I still know they're salesmen. Changing their uniform doesn't change their job, or their goals.

To that I'd say that I'm not sure it does change their approach, and that far too many people aren't paying attention to details and thinking critically anyhow.

They don't make them less trustworthy, either, but spin it in whatever way you want.
And while you're at it, consider this: earlier, you said, "I wear clothes I am comfortable in, not to define myself but because it's what is in my closet."
How did those clothes get there? Did they beam into your closet ala Star Trek? Or did you choose them? That choice was intentional, and I'm not sure why you think it wasn't.
If clothes don't make the man, then there's no reason you shouldn't feel like yourself in a suit. You're the same person, so why let yourself get thrown by it?
But back to salespeople, although I hate to keep picking on them as a group. When I bought my last new car, I did a lot of research on the vehicle I wanted and went to two different dealerships. I bought the car from the guy who treated me like a serious customer and didn't talk down to me. I have no idea what he was wearing at the time. Suit? Khakis? No idea. I do remember his behavior, though, and I can tell you this--I didn't buy a car from the guy at the other dealership who did talk down to me, and I don't remember what he was wearing, either. I didn't judge either of them based on their clothing, but on their demeanor and professionalism.
If you're going to put out the call for people not to judge you based on your clothing, you have to be prepared to behave that way yourself. Otherwise there isn't the slightest reason for me to take that call seriously.

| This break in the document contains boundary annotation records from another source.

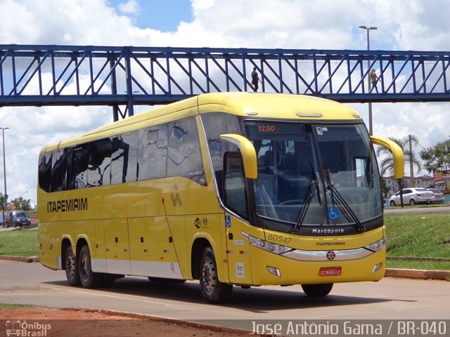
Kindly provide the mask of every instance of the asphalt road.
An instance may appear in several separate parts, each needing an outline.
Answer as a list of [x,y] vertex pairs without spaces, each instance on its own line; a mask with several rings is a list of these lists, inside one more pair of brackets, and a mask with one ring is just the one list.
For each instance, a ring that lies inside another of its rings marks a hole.
[[384,209],[385,213],[432,213],[432,212],[449,212],[450,207],[448,206],[441,207],[414,207],[404,208],[399,206],[387,207]]
[[89,308],[176,319],[213,319],[243,327],[245,319],[448,319],[448,282],[385,277],[379,282],[335,284],[324,298],[304,295],[300,286],[234,287],[230,303],[206,304],[198,282],[160,285],[126,277],[108,289],[70,286],[62,270],[39,263],[0,260],[0,303]]

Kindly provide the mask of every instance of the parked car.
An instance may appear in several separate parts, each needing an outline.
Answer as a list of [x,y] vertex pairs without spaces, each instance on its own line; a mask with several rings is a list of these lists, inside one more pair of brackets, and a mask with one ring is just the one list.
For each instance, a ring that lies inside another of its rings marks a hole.
[[386,207],[389,207],[390,206],[389,201],[390,201],[390,199],[382,199],[382,206],[383,208],[386,208]]
[[444,193],[437,188],[427,188],[429,191],[433,192],[433,197],[431,198],[432,204],[442,204],[444,202]]
[[[401,205],[400,192],[397,192],[389,199],[389,204],[391,206]],[[422,187],[404,188],[401,190],[403,194],[403,204],[405,205],[416,205],[416,204],[430,204],[433,197],[433,192]]]
[[31,225],[31,219],[23,211],[8,211],[5,215],[6,227]]

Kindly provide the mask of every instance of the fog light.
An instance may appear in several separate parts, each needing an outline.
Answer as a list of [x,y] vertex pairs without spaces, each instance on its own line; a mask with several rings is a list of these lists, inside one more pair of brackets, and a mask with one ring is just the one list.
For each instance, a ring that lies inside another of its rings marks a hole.
[[278,277],[281,277],[281,273],[280,272],[280,270],[278,268],[276,268],[275,267],[269,267],[267,266],[267,270],[271,274],[274,274],[275,276],[278,276]]
[[372,274],[373,274],[374,272],[376,272],[378,270],[380,270],[380,268],[381,267],[382,265],[382,263],[381,262],[380,263],[375,265],[373,267],[373,270],[372,270]]

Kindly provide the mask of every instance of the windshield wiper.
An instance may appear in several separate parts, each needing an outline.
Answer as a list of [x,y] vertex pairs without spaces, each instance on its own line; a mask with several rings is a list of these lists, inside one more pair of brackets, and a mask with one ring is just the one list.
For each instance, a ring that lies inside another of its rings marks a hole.
[[344,197],[341,195],[341,194],[336,190],[336,187],[331,183],[331,180],[330,179],[330,168],[327,168],[325,170],[326,171],[326,180],[327,180],[327,187],[326,189],[331,192],[331,202],[333,206],[335,204],[335,198],[338,201],[338,207],[340,211],[342,212],[345,218],[349,222],[354,223],[354,225],[356,227],[356,230],[358,232],[364,232],[366,230],[364,226],[362,225],[361,221],[354,213],[352,208],[347,203]]
[[316,171],[314,171],[312,161],[309,161],[309,164],[311,164],[311,171],[313,175],[313,180],[311,180],[309,188],[308,189],[308,194],[307,194],[307,199],[304,201],[303,207],[302,207],[300,211],[298,212],[298,214],[297,215],[297,218],[295,219],[295,225],[292,228],[292,232],[298,232],[298,230],[300,229],[300,227],[303,223],[303,220],[304,220],[304,217],[307,216],[307,211],[308,211],[309,205],[311,204],[311,201],[312,201],[314,191],[317,193],[317,199],[319,200],[319,204],[321,205],[321,192],[319,190],[319,179],[317,179],[317,174],[316,174]]

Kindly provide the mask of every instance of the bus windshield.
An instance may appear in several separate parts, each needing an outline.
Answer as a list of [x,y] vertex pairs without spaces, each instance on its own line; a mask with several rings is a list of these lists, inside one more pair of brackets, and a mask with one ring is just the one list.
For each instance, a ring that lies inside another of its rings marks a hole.
[[376,160],[363,124],[243,125],[257,156],[257,216],[296,226],[361,226],[381,215]]

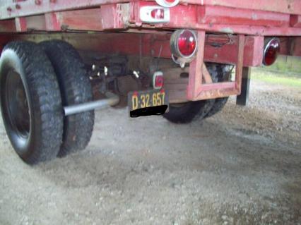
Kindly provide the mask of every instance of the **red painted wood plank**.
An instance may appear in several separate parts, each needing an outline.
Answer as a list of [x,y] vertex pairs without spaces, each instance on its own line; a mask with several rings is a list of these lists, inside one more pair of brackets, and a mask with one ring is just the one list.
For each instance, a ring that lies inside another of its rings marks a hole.
[[0,21],[0,32],[16,32],[14,19]]
[[228,24],[268,27],[288,27],[290,15],[223,6],[200,6],[197,22],[201,24]]
[[[54,13],[60,27],[68,30],[102,30],[100,8]],[[112,15],[110,16],[112,18]]]
[[180,3],[301,15],[301,1],[300,0],[180,0]]

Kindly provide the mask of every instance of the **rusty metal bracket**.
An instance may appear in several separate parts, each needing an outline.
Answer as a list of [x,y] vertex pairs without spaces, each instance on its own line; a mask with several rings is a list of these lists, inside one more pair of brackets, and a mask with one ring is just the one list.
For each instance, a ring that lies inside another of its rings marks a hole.
[[[230,95],[240,95],[244,47],[244,35],[238,35],[237,62],[235,80],[233,82],[208,82],[208,71],[203,63],[205,31],[198,32],[199,51],[196,59],[190,63],[187,98],[190,101],[216,99]],[[203,80],[206,81],[203,83]]]

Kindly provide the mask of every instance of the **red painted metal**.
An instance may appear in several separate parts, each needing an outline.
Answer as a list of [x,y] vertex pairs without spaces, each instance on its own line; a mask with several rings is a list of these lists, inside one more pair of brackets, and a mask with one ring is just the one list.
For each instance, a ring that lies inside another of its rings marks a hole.
[[281,38],[280,54],[301,57],[301,37]]
[[301,28],[301,16],[290,16],[290,26]]
[[0,21],[0,32],[16,32],[15,20],[7,20]]
[[[199,46],[203,47],[205,32],[198,32]],[[223,82],[216,83],[202,84],[203,51],[199,51],[196,59],[189,66],[189,83],[187,91],[187,98],[191,101],[215,99],[229,95],[240,95],[241,92],[244,35],[239,35],[239,45],[237,51],[237,61],[236,63],[236,73],[235,82]]]

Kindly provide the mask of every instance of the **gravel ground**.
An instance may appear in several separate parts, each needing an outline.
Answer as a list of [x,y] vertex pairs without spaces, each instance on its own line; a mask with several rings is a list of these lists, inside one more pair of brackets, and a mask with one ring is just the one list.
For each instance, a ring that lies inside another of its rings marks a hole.
[[301,90],[252,81],[189,125],[96,114],[86,150],[30,167],[0,124],[1,224],[301,224]]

Culturally, it was a norm. Practically, they can make your shoes and feet stink less at the end of the day.
And they are much more cumbersome, uncomfortable, and fragile than a necktie.
But I've never heard anyone say, "Oh, pantyhose indicate dishonesty."
Again, you need to pick a point. If you want your argument to be valid and defensible, that is.
I guess it comes down to conditioning. I've been conditioned to mistrust neckties, especially in the business world. Others have been conditioned to look down on casual attire in the workplace. Maybe we all need to disregard clothing all together and allow people to personalize how they see fit, to wear what they would normally wear and to be themselves no matter the occassion, yes?

I'd like it if you'd do that, too. I think I've demonstrated (a) how I have done that in my life, and (b) how you're doing exactly what you decry.
So what's your next step? What do you examine and then put into action to achieve this goal?